Young shooter Anish Bhanwala holds promise but top marksmen cautiously optimistic
Anish Bhanwala continued his impressive run at the National Championships currently underway in Thiruvananthapuram, winning gold in 25m rapid-fire pistol, defeating the likes of Olympian Gurpreet Singh, among others, in the final.Updated: Dec 21, 2017 20:00 IST
Teenage pistol shooter from Haryana Anish Bhanwala continued his impressive run at the National Championships currently underway in Thiruvananthapuram, winning gold in 25m rapid-fire pistol. What makes his achievement outstanding is the fact that he defeated the likes of Olympian Gurpreet Singh, among others, in the final. Bhanwala also won the junior title.
The 15-year-old had shot to prominence when he scored 579 in 25m standard pistol to eclipse the world record in the junior World Championship at Suhl, Germany in June. He then excelled in the senior national selection trials and won silver in the Commonwealth Championship in November.

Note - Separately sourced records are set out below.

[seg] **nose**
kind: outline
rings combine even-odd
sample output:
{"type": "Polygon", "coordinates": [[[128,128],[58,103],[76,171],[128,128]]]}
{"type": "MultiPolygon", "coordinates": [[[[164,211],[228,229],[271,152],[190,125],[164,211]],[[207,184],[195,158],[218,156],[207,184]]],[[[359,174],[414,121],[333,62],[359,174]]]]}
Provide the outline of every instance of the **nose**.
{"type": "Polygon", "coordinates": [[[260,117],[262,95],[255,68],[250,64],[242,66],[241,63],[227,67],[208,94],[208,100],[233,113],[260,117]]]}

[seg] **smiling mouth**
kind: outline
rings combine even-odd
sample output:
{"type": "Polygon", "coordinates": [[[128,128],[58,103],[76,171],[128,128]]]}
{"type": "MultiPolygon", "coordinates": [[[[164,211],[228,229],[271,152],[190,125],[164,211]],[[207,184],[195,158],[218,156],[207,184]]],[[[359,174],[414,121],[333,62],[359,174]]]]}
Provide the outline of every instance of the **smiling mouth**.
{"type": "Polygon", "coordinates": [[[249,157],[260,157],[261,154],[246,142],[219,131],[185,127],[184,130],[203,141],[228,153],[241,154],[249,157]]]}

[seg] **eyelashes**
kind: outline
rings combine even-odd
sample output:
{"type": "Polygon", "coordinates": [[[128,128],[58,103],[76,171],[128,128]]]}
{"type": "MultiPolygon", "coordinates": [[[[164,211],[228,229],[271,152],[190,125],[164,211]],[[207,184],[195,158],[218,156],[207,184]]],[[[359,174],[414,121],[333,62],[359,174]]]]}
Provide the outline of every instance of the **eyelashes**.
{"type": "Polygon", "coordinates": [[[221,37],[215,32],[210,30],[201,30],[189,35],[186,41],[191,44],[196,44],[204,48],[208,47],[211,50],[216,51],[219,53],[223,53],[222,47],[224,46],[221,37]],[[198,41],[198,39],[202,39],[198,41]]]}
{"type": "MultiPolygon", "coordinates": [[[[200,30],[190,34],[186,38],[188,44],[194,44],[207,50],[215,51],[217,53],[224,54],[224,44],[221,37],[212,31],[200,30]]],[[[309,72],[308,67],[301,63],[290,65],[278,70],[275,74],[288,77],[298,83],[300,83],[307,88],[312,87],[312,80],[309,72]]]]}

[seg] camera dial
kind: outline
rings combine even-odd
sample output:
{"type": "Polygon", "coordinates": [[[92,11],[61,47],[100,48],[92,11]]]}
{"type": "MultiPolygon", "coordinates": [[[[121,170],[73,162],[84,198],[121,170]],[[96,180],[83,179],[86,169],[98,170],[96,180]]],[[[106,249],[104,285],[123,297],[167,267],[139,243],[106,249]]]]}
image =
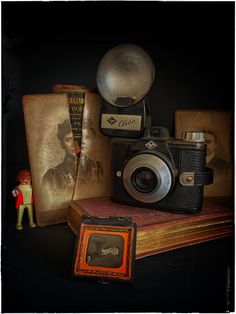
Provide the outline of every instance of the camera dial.
{"type": "Polygon", "coordinates": [[[143,153],[131,158],[124,166],[123,184],[135,200],[155,203],[172,188],[173,175],[167,163],[157,155],[143,153]]]}

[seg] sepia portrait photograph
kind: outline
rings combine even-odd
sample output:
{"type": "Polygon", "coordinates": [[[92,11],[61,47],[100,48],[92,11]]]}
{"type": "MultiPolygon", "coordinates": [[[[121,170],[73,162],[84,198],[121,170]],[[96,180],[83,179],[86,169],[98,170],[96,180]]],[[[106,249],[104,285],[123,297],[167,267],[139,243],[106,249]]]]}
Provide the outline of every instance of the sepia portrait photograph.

By virtue of being the national champion in the senior category, Bhanwala will get an automatic berth in the squad for the Commonwealth Games in Gold Coast, Australia in 2018.
However, multiple times Commonwealth Games gold medallist in pistol shooting Samresh Jung is cautiously optimistic. “It is important for juniors with good record in the senior category to stay focused. It’s better to move up at this age. It will be challenging initially, but it will pay in the long run,” he said.
Jung felt that sometimes scores are not the parameter to judge a young shooter’s mental ability. “Harmony of mind and body is a must for steady performance at the senior level. A weak mindset restricts performance at the world level, where the competition is very tough,” he said.
For decades, the rapid-fire pistol event has been dominated by the Army and Paramilitary shooters as it is mentally and physically demanding, besides being expensive. But the school-going shooter has made experts take notice partly because he has a family which can support his expensive training.
The cost of each round ranges between Rs 9 to Rs 30 depending on the quality of the ammunition. While budding shooters use cheaper ammo, the top group --- mostly Army marksmen --- prefers high-end ammunition as it is more accurate. On an average, a 60-shot match costs around R1800 with high-end ammo.
India’s junior national pistol coach Jaspal Rana, a child prodigy himself when he came on the national scene in the early 90s, while appreciating Bhanwala’s efforts also sounds a warning. “He is doing well, but it’s important to sustain the effort over a period of time. Rapid fire is taxing. If the shooter loses focus or isn’t disciplined, it becomes difficult to perform at the top level,” he said.
The four-time Asian Games gold medallist feels that young shooters having potential need to be nurtured carefully. “After winning a few events, promising youngsters have a tendency to lose track. It’s important to follow good principles for consistent performance,” he said
According to Jung, winning a world junior title and replicating the feat at the senior level are two different poles. In 2006, Navnath Fartade won the air rifle world junior title at Zagreb, Croatia but struggled at the senior level.
“Promising shooters need to formulate a long-term plan. Otherwise, performance becomes erratic,” said Jung.